Oh sure, I’ve had friends since then. Some really close, some casual. But for one reason or another, those friendships have always seemed to take a sudden turn off onto a dark road. They would start our burning bright and beautiful, but just as I was getting used to them, all at once they would burn out. Once again I was left feeling hurt, confused and very rejected.
After some reflection I realize that a lot of it’s my fault. Well that’s not to say that I single-handedly ruined the friendships, but I did allow the friendships to be set up on a foundation that was quaky at best. And while it’s true I’ve not managed to make to find that one BFF sort of relationship (outside that of the beautiful relationship I have with my husband), I think I have managed to hone in on some of the things I have done wrong in my past friendships:
Let myself become someone’s safety-net. I have a habit of befriended people in need. 2am and you need someone to talk to about your husband’s affair, your child’s latest struggles, a pimple in your recesses of your ear canal? I’m your gal. Need a loan? An extra pair of hands to help you around the kitchen? Found yourself without a sitter? Want a doula but don’t want to shell out the cash? Just call me! I’ll do it all for free. And while I do think it is true that these types of people are drawn to me, simply because of the fact that I can be a good listener, I can’t deny that I go looking for it because I like to be needed. If I am needed, then I am valuable. And valuable people don’t get dumped, right? ….Wrong! Actually valuable people don’t really get valued much at all. We’re just a stepping stone. And the worse thing is, we lay right down there in the ground and stick up a sign that says “step on me!”, so we really have no recourse.

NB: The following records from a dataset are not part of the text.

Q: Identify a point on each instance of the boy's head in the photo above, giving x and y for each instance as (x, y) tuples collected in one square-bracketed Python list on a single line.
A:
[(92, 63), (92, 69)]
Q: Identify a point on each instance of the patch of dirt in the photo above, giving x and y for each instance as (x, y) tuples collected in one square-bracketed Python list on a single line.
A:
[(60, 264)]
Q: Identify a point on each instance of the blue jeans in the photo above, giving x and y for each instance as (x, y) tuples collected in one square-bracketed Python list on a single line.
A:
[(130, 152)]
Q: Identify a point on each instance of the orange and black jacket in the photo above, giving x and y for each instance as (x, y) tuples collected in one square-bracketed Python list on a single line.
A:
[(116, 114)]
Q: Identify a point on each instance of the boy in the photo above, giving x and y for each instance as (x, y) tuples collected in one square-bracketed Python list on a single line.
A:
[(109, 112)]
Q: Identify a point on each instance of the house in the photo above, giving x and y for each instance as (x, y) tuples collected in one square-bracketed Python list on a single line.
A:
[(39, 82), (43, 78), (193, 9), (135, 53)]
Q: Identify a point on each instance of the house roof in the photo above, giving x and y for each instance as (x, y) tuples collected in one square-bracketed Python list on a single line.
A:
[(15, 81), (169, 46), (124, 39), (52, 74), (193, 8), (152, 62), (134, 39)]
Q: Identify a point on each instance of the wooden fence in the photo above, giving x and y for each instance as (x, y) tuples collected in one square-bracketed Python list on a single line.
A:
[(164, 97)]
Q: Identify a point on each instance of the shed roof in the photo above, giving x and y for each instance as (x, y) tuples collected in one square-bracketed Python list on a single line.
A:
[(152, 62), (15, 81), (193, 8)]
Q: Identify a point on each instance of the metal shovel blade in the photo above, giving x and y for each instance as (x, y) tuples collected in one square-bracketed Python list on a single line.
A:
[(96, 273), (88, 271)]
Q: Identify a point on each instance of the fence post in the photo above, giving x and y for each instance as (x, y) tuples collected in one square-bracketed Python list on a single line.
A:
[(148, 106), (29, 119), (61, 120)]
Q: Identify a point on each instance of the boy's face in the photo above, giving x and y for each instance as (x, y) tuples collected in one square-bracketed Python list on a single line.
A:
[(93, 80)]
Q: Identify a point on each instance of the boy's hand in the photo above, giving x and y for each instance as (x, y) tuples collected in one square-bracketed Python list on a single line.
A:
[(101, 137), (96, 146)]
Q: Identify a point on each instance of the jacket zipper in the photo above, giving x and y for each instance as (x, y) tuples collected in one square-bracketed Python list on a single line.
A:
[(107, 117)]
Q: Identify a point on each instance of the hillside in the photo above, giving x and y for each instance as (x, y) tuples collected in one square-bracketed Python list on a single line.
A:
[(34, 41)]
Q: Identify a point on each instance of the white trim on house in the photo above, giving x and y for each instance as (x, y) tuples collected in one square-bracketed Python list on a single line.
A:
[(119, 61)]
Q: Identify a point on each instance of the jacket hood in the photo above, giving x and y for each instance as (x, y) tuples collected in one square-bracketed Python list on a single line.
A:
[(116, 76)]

Try to find friends I have everything in common with. I spent a lot of time sizing people up–their musical tastes, religious beliefs, favourite books, foods and movies–to find that perfect match for me. But what looks like a good fit on a resume, doesn’t necessarily mean will be the makings of a beautiful friendship. In fact, people just like me tend to really get on my nerves. I’m overly-analytical, more than a little obsessed with my own thoughts, and I like my own space–if you paired me up with someone just like me, chances are I wouldn’t like her at all. Sure, I like me, but hey, I kinda have to because I’m stuck with me either way.

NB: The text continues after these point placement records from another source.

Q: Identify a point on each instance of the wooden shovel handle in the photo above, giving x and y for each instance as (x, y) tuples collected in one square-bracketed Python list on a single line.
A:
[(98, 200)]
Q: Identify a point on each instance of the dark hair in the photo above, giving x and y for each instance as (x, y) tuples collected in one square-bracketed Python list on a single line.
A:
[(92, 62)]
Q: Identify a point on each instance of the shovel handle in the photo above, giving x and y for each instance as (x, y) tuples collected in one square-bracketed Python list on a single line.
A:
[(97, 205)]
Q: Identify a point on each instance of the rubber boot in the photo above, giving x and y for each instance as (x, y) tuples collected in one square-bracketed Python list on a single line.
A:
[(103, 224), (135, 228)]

Look for that one perfect friend. BFF, close friend, fair-weather friend, buddy, pal, acquaintance. All of these labels mean little because in reality friendships evolve and change just as we do. Who is an acquaintance one moment becomes a best friend the next and vice versa. Some of us might have those people we can call a true friend who can manage to ride along with us from third grade and on into our 80’s, but that just isn’t the norm. Most of us have a variety of people whom we have had the pleasure–and pain–of calling friends all through out our lives. Looking for that one person to meet all of our friendships needs is burdensome to any relationship.

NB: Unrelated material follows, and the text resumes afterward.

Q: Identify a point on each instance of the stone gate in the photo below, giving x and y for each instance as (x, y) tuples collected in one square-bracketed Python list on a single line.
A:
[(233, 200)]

Assume I’m not worth spending time with. After being ditched by yet another friend, I assumed I must not have anything to offer to anyone else. Which sent me right back up to number 1–trying to be the all around best friend. When that didn’t work, I gave up on trying to find friends. I shut myself away for a couple of years, and ignored other people, save the handful of people I knew online. This can become an ugly place very quickly and so it’s best to avoid letting your mind go there at all. It’s normal to have “dry spells” in our friendships, but we need to keep putting ourselves out there and make connections with real-life people.
For the first time in my life, I’ve puts the stops on looking for a best friend. Instead I’m allowing myself to be open to the friendships that may find me. Sure, I hope that perfect friend comes into my life again. Someone I can share those private jokes with, someone who will call me to ask how I am at 1 am, someone who will value my character an accept my (many) flaws.
But if it doesn’t? I’ll still be okay.